The benchmarker allows you to play out different configurations against each other and it ranks the configurations, but you can easily make a scalability misjudgment: just because config A is better than config B when given 5 minutes, doesn't mean that A will be better then B when given 60 minutes. Sometimes the opposite is true.
It's not only interesting to see what best score a configuration has after the given time, but also how it got there. And that's why the benchmarker now supports outputting a graph with the best score over time.
Above we see that the green configuration wins. But less then 50 seconds (= 50 000 milliseconds) earlier, the red configuration would have won.
Not all datasets have the same curve. Some datasets are harder because they are more compact (not necessarily bigger), making it harder to move resources around. Harder dataset can separate the weak from the strong configurations more clearly.
Above we can see that the green and yellow configurations take less than half the time of the other configurations to achieve the same score.

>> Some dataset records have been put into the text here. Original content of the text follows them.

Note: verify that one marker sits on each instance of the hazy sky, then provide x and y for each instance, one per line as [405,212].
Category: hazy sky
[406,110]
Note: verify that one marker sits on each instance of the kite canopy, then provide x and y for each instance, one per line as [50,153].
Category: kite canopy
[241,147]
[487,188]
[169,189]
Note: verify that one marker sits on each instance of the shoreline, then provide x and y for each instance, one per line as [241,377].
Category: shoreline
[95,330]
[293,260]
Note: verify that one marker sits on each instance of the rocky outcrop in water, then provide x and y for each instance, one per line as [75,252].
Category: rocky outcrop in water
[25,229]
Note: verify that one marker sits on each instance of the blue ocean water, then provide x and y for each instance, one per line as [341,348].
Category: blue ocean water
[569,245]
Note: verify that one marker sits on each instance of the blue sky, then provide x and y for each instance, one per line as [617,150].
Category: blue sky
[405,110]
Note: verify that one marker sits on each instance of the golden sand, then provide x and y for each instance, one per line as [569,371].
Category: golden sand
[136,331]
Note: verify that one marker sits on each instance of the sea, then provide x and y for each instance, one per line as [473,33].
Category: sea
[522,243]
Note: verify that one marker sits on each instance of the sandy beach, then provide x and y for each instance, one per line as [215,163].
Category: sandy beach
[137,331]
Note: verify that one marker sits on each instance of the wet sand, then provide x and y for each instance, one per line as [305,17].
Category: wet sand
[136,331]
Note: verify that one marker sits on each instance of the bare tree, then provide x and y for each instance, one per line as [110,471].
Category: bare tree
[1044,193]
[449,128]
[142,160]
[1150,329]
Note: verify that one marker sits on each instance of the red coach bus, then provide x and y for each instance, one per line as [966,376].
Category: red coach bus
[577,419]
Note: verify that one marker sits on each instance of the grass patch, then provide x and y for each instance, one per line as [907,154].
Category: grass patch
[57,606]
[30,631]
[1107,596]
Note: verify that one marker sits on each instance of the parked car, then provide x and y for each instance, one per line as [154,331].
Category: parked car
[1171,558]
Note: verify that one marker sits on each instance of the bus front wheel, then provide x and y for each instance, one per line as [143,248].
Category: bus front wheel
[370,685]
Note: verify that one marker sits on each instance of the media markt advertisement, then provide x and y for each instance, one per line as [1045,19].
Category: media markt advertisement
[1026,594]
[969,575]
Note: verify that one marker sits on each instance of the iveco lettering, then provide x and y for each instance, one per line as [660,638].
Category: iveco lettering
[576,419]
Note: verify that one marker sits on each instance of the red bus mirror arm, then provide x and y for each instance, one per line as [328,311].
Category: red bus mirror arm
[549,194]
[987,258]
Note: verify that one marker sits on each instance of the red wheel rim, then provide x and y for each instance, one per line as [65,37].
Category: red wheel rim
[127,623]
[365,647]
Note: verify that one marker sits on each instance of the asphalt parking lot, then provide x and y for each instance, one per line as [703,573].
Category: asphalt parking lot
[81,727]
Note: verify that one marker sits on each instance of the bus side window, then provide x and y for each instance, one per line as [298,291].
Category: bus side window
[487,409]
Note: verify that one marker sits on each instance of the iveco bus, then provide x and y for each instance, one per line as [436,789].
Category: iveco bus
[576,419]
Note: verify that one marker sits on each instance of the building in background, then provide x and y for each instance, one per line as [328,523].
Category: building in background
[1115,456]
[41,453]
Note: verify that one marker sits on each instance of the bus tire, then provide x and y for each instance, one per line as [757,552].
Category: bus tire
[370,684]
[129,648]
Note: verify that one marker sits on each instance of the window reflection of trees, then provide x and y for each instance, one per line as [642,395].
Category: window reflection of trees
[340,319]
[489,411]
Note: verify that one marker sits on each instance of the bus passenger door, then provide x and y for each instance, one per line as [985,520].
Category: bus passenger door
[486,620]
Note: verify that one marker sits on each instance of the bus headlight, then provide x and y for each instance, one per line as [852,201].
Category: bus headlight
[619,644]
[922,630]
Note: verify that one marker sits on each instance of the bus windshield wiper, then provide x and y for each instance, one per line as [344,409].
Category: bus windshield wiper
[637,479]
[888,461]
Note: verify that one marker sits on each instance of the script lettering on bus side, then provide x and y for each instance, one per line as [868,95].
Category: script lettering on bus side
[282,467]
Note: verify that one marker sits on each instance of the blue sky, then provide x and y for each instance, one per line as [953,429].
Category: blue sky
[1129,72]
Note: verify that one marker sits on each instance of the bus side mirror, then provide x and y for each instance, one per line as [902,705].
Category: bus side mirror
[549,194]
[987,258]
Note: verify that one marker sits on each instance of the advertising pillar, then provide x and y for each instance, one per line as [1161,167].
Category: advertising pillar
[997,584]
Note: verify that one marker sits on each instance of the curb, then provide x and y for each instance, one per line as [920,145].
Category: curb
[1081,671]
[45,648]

Lies, damned lies and statistics
Now, before you start drawing conclusions from the above diagrams, take these things into consideration:
- The 4 configurations shown are almost identical and differ only in tabu type. They don't differ in the important things, such as the move factory implementations or absolutionSelection/relativeSelection size. They are already the best out of many inferior configurations.
- 400 000 milliseconds is only 7,5 minutes. Many of the algorithms don't "flatline" yet in that time. Their ROI time (return on invested time) is still high.
In an upcoming blog/article I 'll demonstrate the effect of giving Drools Planner more time and the importance of using a real-world time limitation.
Thanks to the excellent JFreeChart library for making it so easy to turn data into a graph. It's a pity though that out-of-the-box it uses yellow as the 4th line's color, making it hard to see on the default white background.